«Le général Aoun est un passage obligatoire pour la présidence». Ces quelques mots prononcés par sayyed Hassan Nasrallah ont suscité une volée de réactions, aussi bien dans les rangs des alliés que des opposants. Une expression qui a nécessité une mise au point, que Nasrallah a tenu à faire personnellement et de manière officielle, alors qu’il est rare qu’il sorte de son silence pour éclaircir une idée ou des propos survenus dans l’un de ses discours.
«Le passage obligatoire» a été lu par le Courant du futur et les forces du 14 mars en général comme un indice positif dans le discours de Hassan Nasrallah, reflétant un assouplissement dans la position du Hezbollah. Mais tout ce qu’ils ont retenu de cette expression, c’est que le parti de Dieu ne voit plus le général Aoun comme le seul candidat à la présidence, mais comme un passage obligatoire vers celle-ci. De plus, Aoun ne serait plus aux yeux du Hezbollah un président ou un projet de président, mais un grand électeur et un partenaire dans la fabrication d’un président. Le Hezbollah lancerait ainsi un premier signal se montrant prêt à renoncer à son fameux adage «Aoun ou personne», et à passer à une étape ultérieure, où il pourrait discuter d’un compromis ou d’un président consensuel.
Non aux compromis
Appuyant le général Michel Aoun et adoptant sa candidature, sayyed Hassan Nasrallah a déclaré: «Lorsque nous disons que le général Aoun est un passage obligatoire, ceci ne veut pas dire qu’il n’est plus notre candidat. Il reste un passage obligatoire qu’il soit candidat ou pas. Nous confirmons aujourd’hui qu’il n’y a aucun changement ou modification dans notre position. Le général Aoun est un candidat naturel, fort, possédant une large base populaire. L’expression ‘passage obligatoire’ ne change pas et n’affaiblit nullement la force de notre engagement».
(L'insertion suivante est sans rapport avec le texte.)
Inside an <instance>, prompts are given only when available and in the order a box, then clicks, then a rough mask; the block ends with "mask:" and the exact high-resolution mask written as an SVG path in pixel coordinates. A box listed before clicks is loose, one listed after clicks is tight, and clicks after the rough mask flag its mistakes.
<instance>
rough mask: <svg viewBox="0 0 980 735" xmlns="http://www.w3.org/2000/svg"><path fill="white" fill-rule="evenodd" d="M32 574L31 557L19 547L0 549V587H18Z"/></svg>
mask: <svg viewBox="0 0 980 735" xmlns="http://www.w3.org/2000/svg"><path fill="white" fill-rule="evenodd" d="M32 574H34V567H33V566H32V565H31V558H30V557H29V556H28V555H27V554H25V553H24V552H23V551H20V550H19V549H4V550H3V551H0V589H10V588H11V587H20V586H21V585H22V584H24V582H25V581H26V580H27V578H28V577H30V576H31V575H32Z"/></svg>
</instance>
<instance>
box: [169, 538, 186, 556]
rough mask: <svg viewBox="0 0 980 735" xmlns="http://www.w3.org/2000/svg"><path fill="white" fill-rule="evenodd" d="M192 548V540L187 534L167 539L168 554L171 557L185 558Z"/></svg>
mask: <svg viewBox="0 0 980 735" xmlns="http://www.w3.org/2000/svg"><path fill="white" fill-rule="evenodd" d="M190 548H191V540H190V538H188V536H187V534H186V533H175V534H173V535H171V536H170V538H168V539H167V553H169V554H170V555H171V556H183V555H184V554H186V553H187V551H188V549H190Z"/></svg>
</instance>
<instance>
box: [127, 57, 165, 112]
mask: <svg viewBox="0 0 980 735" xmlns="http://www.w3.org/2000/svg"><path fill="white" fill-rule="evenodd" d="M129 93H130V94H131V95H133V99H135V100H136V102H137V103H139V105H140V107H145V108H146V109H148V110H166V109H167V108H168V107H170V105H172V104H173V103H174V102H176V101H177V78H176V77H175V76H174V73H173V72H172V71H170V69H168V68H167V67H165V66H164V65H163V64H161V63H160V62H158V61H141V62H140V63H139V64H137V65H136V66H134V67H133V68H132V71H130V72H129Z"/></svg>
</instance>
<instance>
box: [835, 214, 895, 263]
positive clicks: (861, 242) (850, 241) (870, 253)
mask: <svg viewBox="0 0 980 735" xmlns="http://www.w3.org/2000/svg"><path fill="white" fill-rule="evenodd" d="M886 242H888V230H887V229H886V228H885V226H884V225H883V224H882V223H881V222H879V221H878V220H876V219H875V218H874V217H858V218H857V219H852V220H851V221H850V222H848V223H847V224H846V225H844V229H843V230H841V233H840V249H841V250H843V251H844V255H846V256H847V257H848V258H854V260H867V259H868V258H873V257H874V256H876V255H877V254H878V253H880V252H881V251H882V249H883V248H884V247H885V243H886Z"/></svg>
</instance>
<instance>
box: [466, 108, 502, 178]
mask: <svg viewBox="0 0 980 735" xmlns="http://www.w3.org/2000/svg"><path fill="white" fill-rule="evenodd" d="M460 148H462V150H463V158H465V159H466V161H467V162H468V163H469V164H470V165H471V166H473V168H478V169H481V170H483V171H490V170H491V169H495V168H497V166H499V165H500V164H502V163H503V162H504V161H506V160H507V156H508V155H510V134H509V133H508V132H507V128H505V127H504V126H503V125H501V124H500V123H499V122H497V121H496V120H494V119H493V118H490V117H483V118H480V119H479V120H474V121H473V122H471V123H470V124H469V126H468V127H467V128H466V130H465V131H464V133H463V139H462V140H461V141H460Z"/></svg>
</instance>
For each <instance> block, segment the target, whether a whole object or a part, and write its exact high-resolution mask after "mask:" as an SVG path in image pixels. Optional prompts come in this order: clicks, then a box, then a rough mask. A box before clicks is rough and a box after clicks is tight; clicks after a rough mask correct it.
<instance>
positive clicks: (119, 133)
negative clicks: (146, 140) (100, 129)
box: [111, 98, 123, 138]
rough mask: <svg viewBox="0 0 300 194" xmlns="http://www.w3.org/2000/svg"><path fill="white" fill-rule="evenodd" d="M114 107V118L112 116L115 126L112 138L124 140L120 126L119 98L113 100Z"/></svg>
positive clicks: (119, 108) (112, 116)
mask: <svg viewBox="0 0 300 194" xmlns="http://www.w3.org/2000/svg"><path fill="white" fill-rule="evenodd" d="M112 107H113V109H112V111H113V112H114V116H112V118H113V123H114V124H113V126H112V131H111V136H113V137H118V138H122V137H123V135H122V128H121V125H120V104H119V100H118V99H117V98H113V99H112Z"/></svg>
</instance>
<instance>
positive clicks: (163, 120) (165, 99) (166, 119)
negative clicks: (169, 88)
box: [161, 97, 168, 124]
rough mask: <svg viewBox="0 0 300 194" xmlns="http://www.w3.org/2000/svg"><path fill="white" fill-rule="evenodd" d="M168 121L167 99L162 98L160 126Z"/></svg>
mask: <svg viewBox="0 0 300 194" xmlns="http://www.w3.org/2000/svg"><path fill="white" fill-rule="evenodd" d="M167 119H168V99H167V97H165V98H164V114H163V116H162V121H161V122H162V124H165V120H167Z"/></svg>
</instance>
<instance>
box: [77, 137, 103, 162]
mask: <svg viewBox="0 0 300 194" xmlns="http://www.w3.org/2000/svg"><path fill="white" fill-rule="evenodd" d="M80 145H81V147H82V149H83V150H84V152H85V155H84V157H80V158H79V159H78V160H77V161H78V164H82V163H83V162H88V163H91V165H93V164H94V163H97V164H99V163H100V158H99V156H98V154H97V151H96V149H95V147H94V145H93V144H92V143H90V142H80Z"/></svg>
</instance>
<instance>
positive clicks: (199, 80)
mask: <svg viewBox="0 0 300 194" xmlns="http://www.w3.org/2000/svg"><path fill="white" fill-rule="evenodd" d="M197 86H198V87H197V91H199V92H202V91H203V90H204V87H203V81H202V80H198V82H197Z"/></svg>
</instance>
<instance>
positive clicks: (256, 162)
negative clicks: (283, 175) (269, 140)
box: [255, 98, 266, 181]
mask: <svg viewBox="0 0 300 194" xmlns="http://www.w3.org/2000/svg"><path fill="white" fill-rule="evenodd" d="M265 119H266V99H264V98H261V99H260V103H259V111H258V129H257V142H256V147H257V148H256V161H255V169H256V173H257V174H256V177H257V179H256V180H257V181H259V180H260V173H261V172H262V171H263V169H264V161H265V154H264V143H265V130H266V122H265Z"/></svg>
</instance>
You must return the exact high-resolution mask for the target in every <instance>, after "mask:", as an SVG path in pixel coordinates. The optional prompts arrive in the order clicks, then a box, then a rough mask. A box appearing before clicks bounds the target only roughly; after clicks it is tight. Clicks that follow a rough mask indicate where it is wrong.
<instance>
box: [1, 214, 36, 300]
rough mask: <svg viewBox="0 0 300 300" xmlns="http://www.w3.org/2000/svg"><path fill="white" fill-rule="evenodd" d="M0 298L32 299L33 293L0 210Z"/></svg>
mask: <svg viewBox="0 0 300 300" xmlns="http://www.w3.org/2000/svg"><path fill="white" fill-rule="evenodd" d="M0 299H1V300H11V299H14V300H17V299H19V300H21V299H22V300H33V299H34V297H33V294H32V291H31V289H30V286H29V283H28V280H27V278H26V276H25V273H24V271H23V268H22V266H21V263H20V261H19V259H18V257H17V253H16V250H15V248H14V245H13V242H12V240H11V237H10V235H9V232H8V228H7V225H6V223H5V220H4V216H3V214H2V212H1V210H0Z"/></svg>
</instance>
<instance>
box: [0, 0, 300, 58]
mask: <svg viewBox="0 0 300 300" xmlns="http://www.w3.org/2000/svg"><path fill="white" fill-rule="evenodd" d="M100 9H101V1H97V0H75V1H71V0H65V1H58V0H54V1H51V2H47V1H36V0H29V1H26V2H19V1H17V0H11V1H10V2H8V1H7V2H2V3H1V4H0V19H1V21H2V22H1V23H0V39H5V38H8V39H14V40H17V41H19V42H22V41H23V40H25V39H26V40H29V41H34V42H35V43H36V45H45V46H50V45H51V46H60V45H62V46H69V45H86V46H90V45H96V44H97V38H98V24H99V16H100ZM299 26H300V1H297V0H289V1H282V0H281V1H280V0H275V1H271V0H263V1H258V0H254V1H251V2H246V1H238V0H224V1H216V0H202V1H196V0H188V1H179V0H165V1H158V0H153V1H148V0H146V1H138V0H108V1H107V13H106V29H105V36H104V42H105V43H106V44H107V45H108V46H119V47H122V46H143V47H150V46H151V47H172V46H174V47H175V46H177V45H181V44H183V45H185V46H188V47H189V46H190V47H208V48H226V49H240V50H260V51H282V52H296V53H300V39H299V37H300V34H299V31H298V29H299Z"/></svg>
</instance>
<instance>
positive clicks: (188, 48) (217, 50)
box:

Face à l’affirmation du sayyed, le chef des Forces libanaises exprime des doutes. Il affirme que «le véritable candidat du Hezbollah n’est pas le général Michel Aoun et le Hezb garde cette carte pour le jour du compromis», indiquant que le parti n’a pas déployé de grands efforts pour l’élection du général et qu’il est heureux de le voir maintenir sa candidature car il est le premier à en profiter.
Des sources bien informées ont indiqué que sayyed Hassan Nasrallah a dû éclaircir et corriger ses propos car ceux-ci ont été mal interprétés et ont été compris comme si le Hezbollah faisait marche arrière. Même si le parti de Dieu avait l’intime conviction que les chances de Aoun dans la présidence étaient faibles ou presque inexistantes, il ne manifesterait pas cette conviction publiquement. Il ne renoncerait pas à une carte importante dans cette étape transitoire grise, oscillant entre le compromis et l’escalade. Ces sources indiquent également que Nasrallah est sorti de son silence pour éclaircir la confusion, non seulement pour rassurer les alliés et faire baisser le plafond des spéculations, mais, surtout, pour répondre à une activité politique, amorcée par des parties libanaises, encouragées par des forces régionales et internationales, en vue de faire bouger le dossier de la présidentielle sur de nouvelles bases, la première étant celle de tourner la page de la candidature de Aoun et le passage à un président consensuel. Cette réponse catégorique du sayyed a pour but de mettre fin à tout projet de compromis sur le dossier de la présidence aux dépens de Michel Aoun, car son échec aurait pour but de l’affaiblir et de l’isoler en prévision d’encercler le Hezbollah.
Quatre noms en lice
L’heure du président consensuel n’a pas encore sonné. Mais si elle devait arriver, quatre noms seraient en lice: Jean Obeid, Jean Kahwagi, Georges Khoury et Riad Salamé. Si la théorie du passage obligatoire était adoptée, le général Kahwagi en serait le premier affecté car son principal − et probablement unique problème − est avec le général Michel Aoun qui a haussé le plafond de l’escalade et de la confrontation avec le commandant en chef de l’armée, non pas pour empêcher la prorogation mais pour lui couper court la voie vers le palais de Baabda…
Joëlle Seif
Le véritable candidat
«Le véritable candidat» du Hezbollah mentionné par Samir Geagea serait probablement le chef des Marada, Sleiman Frangié, dont la relation avec Michel Aoun connaît une tension pour cette raison. Frangié estime que ses chances sont plus fortes que celles du général. Il pourrait obtenir l’appui «non forcé» de Nabih Berry et des voix du 14 mars, des Kataëb en tête. Frangié pourrait aussi attirer des voix sunnites, telles que celles des députés de Tripoli, ainsi que des voix modérées. Le nom de Sleiman Frangié aurait été mentionné par un responsable russe auprès de Walid Joumblatt.